As a person who has experienced lows in life more than the highs, I too have battled depression and struggled to keep up the mask of sanity and happiness for the sake of people around me. Everyone took it to be sadness not completely comprehending the depth of my pain. Reading Shaheen’s book was like revisiting those lanes again.
I’ve never been unhappier is an intense read about Shaheen Bhatt’s rendezvous with depression. Little is known about Shaheen, except that she is Mahesh Bhatt and actress Soni Razdan’s elder daughter, sister to Alia Bhatt and half-sister to Pooja and Rahul Bhatt, children of Mahesh Bhatt from his first marriage. Though she hails from a distinguished family with well-known faces in the industry, and comfortable life, she has battled the demons of depression since childhood though not identified then. This book is like her journey through life where she recounts her emotions and experiences she encountered while facing depression. She does so with full honesty and is blunt about it.
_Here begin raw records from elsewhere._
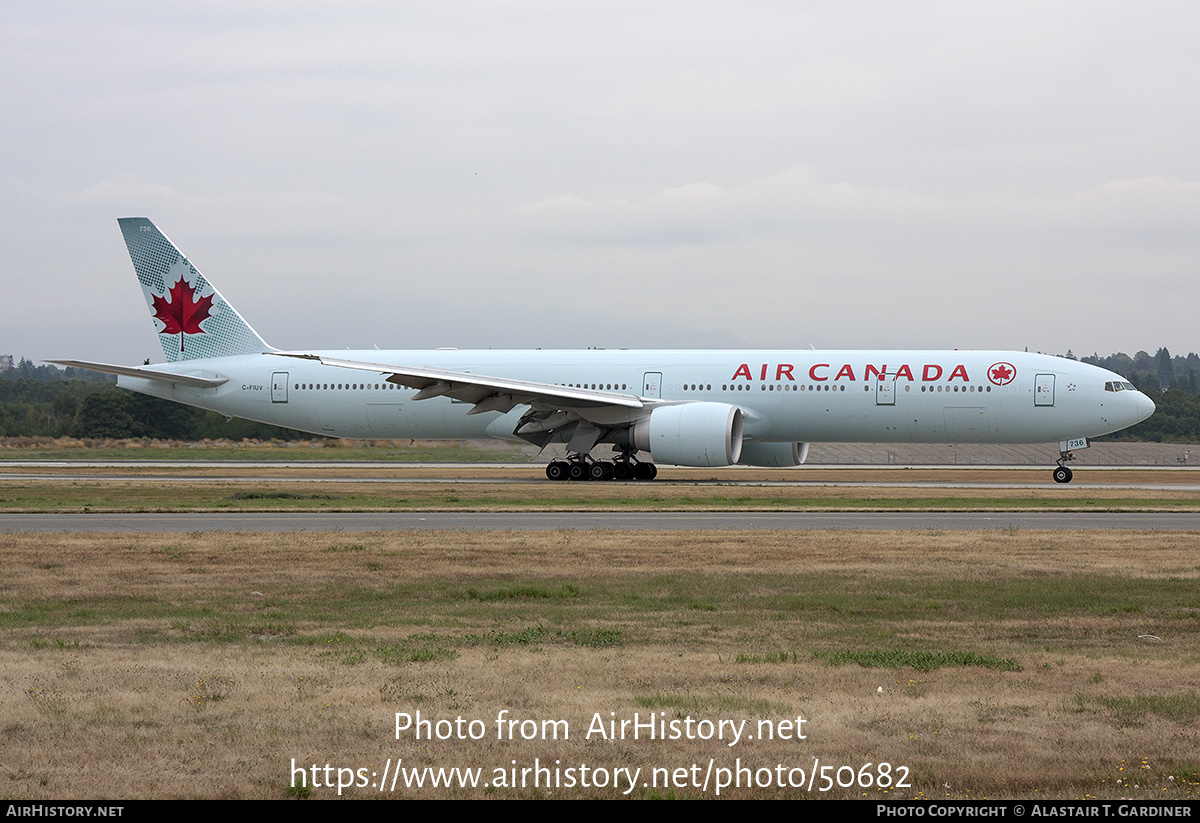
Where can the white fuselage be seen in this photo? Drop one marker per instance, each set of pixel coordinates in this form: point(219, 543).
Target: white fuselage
point(785, 396)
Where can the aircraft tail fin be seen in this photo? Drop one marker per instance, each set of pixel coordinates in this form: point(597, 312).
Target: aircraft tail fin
point(192, 319)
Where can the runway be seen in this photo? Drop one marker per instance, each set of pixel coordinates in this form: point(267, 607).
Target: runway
point(636, 521)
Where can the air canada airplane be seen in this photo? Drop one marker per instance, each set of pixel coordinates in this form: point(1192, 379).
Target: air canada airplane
point(678, 407)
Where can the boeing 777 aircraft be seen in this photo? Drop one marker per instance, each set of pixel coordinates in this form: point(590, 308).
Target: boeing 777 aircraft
point(679, 407)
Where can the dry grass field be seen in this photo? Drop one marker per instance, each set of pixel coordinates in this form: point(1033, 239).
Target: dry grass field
point(487, 488)
point(976, 665)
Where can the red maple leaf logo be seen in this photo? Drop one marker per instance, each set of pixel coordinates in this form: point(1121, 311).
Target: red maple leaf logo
point(184, 313)
point(1001, 373)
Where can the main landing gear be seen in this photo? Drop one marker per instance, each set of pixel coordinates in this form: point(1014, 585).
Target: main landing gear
point(1062, 474)
point(583, 467)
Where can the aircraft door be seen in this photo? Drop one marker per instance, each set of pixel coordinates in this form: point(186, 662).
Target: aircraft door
point(652, 384)
point(886, 392)
point(1043, 390)
point(280, 388)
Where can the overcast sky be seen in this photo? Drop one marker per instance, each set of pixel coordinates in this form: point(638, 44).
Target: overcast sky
point(690, 174)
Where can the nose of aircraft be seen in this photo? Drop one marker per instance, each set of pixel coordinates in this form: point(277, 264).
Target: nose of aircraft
point(1145, 407)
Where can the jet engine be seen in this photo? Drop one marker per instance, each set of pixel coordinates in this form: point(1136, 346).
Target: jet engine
point(774, 455)
point(690, 434)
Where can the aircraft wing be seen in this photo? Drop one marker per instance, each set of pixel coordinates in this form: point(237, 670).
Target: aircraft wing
point(552, 407)
point(147, 373)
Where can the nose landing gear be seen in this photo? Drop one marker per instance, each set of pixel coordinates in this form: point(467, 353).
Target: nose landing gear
point(1062, 474)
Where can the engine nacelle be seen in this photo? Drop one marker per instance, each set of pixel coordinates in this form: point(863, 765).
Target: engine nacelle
point(774, 455)
point(691, 434)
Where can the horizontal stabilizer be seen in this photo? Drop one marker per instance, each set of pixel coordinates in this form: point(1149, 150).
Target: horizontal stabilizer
point(147, 373)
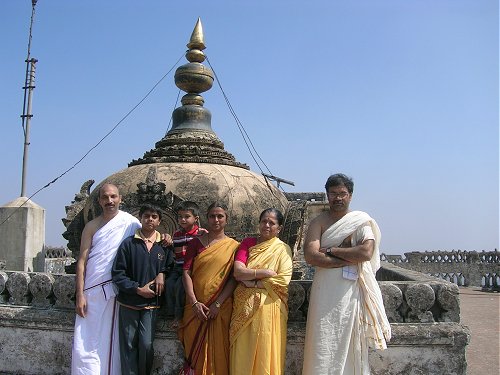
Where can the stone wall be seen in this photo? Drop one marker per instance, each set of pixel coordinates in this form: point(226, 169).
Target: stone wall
point(464, 268)
point(37, 316)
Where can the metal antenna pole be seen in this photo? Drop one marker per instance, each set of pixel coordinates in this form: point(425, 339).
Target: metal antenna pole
point(28, 91)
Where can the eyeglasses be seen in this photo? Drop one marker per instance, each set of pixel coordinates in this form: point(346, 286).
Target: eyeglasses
point(341, 195)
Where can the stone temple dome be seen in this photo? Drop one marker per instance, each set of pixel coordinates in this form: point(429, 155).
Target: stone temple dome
point(188, 163)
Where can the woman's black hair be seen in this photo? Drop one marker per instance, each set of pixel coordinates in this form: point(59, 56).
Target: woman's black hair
point(275, 211)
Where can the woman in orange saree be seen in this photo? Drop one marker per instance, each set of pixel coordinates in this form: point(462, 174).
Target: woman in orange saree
point(263, 265)
point(209, 285)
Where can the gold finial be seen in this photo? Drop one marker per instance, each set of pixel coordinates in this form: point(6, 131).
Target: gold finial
point(196, 41)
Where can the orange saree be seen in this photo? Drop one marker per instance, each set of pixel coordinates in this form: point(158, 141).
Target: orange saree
point(206, 343)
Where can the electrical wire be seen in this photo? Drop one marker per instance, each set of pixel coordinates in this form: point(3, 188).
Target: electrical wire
point(99, 142)
point(241, 128)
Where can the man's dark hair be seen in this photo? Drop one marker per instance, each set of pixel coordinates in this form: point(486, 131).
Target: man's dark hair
point(188, 206)
point(275, 211)
point(218, 205)
point(339, 179)
point(149, 207)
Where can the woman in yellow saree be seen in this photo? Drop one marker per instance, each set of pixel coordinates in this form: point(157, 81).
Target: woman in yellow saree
point(263, 266)
point(209, 285)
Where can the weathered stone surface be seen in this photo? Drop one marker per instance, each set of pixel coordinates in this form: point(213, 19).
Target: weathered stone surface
point(166, 184)
point(448, 299)
point(420, 298)
point(18, 288)
point(423, 349)
point(41, 288)
point(463, 268)
point(393, 298)
point(296, 298)
point(417, 348)
point(42, 338)
point(3, 280)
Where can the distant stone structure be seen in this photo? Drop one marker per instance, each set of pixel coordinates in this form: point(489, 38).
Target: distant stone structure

The incidents mentioned in the book would make you squirm. From being asked to leave the sets while being photographed with her sisters to nonexistent celebrity life. She is a misfit in her family with no good looks or exceptional talent under her belt. She first experience the voices inside her head at the age of 15. From then on she battles the demons alone without realizing what she was undergoing. The oscillates between the desire to live and to die, the latter being more promising since it would end her invisible life.
The finest part of the book are her interactions with her father (Mahesh Bhatt). A man of words, it is not surprising to read that he offered her no sympathy but was rather accepting and helped her faced the dark side. He is not condescending or dismissive, rather he offers her advice that is sensible and sagacious. Sylvia Plath’s quotes in the book add to the ambience of loneliness and seclusion which Shaheen experiences.
At first glance it might seem like a quick read with only 66 pages. But when you sit to read it hits you in the gut. Depression is not just a complex but a multifaceted ailment. It strikes silently and leaves the victim helpless and vulnerable. It is not something that can be comprehended without experience, its effects cannot be measured from outside. By sharing her experiences, Shaheen has embraced all those who have seen the pitch darkness of depression and battled against suicidal thoughts. It must be remembered that it can be done only when supported by family members and friends, to pull you out of the abyss.
This book is a must-read for those who have not been brushed by depression. It will help understand those who live this reality every single moment. And those who live with it or have won against it , remember you are not alone. It’s not a medical document, but a sincere personal retelling of the horror of living with depression, and how its victim suffers like a fish out of water.